Open Society Foundations to Cease Operations in Kyrgyzstan

NEW YORK—The Open Society Foundations will close their national foundation in Kyrgyzstan following the passing of a new law which imposes restrictive, broad, and ill-defined regulations on the activities of internationally funded local organizations.

Open Society launched the Soros Foundation–Kyrgyzstan in 1993, when the country was navigating a complex socioeconomic crisis following its independence from the former Soviet Union.

Over the following three decades, the foundation provided over $115 million in funding for a wide range of projects working with both government and civil society partners in the country. These included supporting initiatives in the education and public health sectors, providing access to emerging digital technologies, and working to reform the country’s criminal justice and legal aid systems. Regrettably, this new law means these efforts, aimed at benefiting the country, will be unjustly labeled as the work of “foreign representatives.”

The Soros Foundation–Kyrgyzstan is locally governed and staffed but receives its funding from abroad, making it subject to the new legal restrictions, which would require all foreign funded nongovernmental organizations to report broadly defined “political” activities to the authorities, and risk other ill-defined consequences.

According to a statement on February 7 from the Organization for Security and Co-operation in Europe, the new law risks “an overwhelmingly negative impact on civil society, human rights defenders, and the media in Kyrgyzstan.”

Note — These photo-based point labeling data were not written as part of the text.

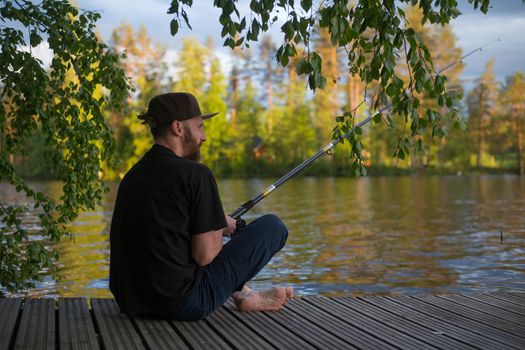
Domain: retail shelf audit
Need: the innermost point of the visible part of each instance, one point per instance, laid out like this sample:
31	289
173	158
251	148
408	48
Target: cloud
474	30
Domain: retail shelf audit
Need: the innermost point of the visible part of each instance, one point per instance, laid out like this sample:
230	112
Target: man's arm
206	246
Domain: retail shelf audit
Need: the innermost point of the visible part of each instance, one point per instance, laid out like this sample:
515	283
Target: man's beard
192	149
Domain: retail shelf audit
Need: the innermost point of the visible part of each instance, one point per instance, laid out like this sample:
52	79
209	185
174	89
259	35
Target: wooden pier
455	321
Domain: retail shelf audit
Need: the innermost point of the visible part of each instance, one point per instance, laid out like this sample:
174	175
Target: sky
505	21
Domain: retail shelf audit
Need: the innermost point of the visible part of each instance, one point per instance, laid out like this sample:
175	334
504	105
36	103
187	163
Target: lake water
377	235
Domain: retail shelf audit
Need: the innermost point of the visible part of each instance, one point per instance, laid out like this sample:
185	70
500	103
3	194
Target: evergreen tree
143	65
513	102
481	103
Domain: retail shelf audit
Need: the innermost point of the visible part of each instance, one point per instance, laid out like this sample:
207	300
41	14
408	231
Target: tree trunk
519	157
480	131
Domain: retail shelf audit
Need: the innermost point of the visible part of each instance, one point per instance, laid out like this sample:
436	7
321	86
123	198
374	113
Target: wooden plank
307	330
519	295
9	310
350	334
75	327
37	325
379	329
472	313
485	308
439	325
116	329
511	298
159	334
267	328
237	333
460	321
407	326
498	303
200	336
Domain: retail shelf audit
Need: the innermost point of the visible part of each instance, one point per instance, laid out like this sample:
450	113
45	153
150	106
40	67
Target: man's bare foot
273	299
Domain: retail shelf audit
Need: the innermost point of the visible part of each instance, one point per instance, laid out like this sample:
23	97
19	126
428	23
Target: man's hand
232	224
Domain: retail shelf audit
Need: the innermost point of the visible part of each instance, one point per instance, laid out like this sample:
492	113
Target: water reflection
351	236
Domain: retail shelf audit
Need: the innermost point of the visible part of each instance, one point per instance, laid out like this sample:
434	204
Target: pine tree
481	102
513	101
143	65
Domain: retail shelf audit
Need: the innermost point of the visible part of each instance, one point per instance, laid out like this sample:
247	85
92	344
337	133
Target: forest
270	121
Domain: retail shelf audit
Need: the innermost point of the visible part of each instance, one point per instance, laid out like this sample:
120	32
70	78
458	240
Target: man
167	254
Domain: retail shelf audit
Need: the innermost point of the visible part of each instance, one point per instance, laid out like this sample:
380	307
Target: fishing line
237	213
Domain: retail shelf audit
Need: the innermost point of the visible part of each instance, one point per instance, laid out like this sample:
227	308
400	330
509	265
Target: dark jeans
238	262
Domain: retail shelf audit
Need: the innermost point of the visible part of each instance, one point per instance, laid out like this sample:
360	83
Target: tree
349	25
143	65
513	98
481	103
64	102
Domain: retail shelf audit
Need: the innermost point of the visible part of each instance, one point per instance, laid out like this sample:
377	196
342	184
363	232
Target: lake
374	235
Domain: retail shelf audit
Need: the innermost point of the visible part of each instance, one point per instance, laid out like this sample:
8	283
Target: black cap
164	109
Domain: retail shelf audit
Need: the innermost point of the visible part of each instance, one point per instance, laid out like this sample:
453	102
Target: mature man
167	254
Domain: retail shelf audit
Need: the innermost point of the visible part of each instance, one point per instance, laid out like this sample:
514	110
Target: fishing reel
239	226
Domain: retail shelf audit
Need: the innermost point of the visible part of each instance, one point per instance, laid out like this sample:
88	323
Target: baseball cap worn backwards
164	109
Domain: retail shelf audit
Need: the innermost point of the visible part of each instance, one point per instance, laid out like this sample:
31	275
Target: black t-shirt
161	202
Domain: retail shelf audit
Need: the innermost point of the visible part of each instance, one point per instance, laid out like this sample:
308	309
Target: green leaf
174	27
306	5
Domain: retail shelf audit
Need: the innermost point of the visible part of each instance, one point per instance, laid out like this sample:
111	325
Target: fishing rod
244	208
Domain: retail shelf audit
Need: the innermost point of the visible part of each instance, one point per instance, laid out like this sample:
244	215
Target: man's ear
177	128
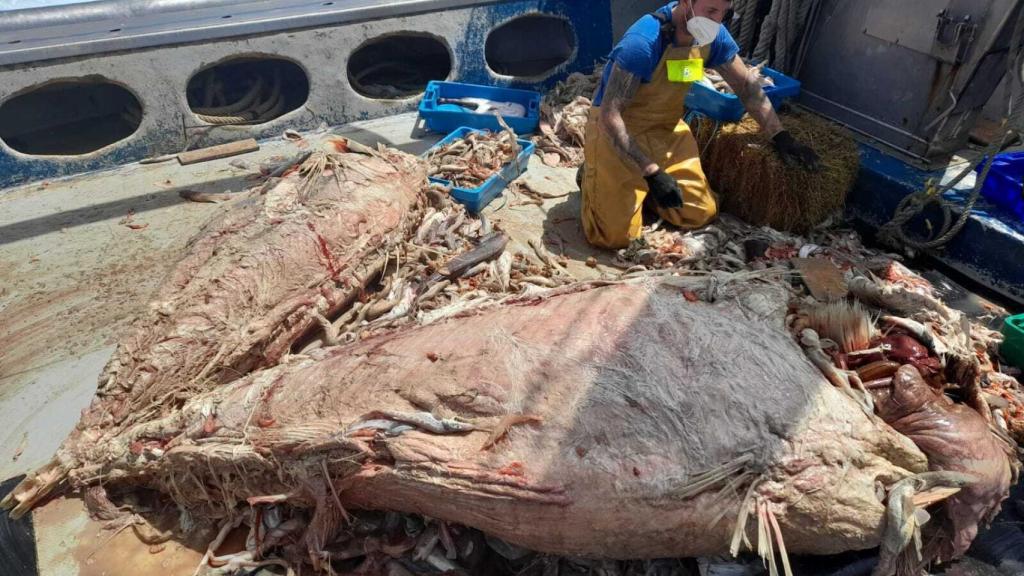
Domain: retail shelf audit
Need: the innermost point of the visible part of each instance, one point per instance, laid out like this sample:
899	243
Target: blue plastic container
477	198
728	108
448	117
1005	186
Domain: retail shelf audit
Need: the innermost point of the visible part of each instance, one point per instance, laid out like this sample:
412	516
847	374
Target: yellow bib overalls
613	189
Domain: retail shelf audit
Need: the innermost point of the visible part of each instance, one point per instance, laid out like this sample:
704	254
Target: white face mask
704	30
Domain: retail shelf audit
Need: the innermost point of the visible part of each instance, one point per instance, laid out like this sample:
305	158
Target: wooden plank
217	152
822	278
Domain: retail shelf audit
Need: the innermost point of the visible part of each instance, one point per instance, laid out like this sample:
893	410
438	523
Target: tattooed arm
617	93
748	88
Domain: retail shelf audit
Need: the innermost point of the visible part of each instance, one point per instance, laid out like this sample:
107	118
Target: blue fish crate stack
441	114
1005	186
475	199
728	108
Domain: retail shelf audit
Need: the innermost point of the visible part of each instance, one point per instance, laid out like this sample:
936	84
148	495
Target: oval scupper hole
530	46
398	66
247	90
70	117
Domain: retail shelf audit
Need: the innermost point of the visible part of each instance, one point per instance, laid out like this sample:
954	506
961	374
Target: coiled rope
913	205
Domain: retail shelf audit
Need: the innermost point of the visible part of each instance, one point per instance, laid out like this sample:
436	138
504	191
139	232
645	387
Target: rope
914	204
747	10
781	33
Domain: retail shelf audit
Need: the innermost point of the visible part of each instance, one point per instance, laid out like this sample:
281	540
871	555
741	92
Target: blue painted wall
989	249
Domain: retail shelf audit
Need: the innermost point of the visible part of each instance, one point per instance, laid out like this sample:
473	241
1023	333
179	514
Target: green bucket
1013	344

Binaifer Nowrojee, president of the Open Society Foundations, said: “I believe the foundation’s record over the past 30 years speaks for itself; the foundation and its dedicated staff have been able to provide important support for ordinary people across Kyrgyzstan in ways that bolster national aspirations toward democracy and open society. We are deeply saddened that this work cannot continue and that this repressive new law will see civil society operate in a climate of uncertainty and intimidation.”